Economic growth increases the standard of living of people within a country. It makes it easier for them to afford a wide range of things that make them happy. Growth also allows poor countries to catch up with rich ones.
The most important source of economic growth is the improvement in the productivity of labor. Newer and better tools, such as fishing nets or drills, allow workers to produce more output during the same period of time. Economic growth can also happen by increasing the size of the labor force or the supply of raw materials. However, adding more chickens to the coop does not increase the number of eggs that you get unless you adjust nutrition and other factors.
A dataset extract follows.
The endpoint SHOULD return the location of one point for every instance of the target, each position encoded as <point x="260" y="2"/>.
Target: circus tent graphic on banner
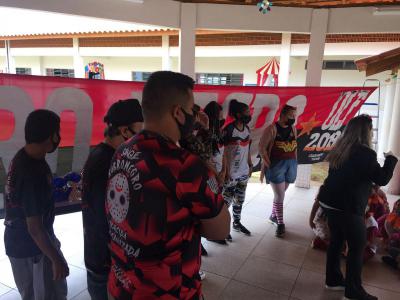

A country’s economic growth is measured by its gross domestic product (GDP), which counts the market value of all goods and services produced in the country. The GDP figure is adjusted for inflation to give an accurate picture of economic activity. A person who goes to work in the paid labor force contributes to GDP; a person who stays at home to care for children or an aging relative does not. Health, safety, and environmental regulations may impose costs on businesses that slow measured GDP growth, but these costs must be compared with the benefits of better health, safer workplaces, and a cleaner environment that do not show up in the figures.
It is not clear whether economic growth is desirable or sustainable. For example, the higher living standards that come with growth can lead to an unhealthy diet, and increased congestion and pollution may reduce quality of life. Also, the use of non-renewable resources and carbon emissions exacerbate climate change, which will have costs for future generations.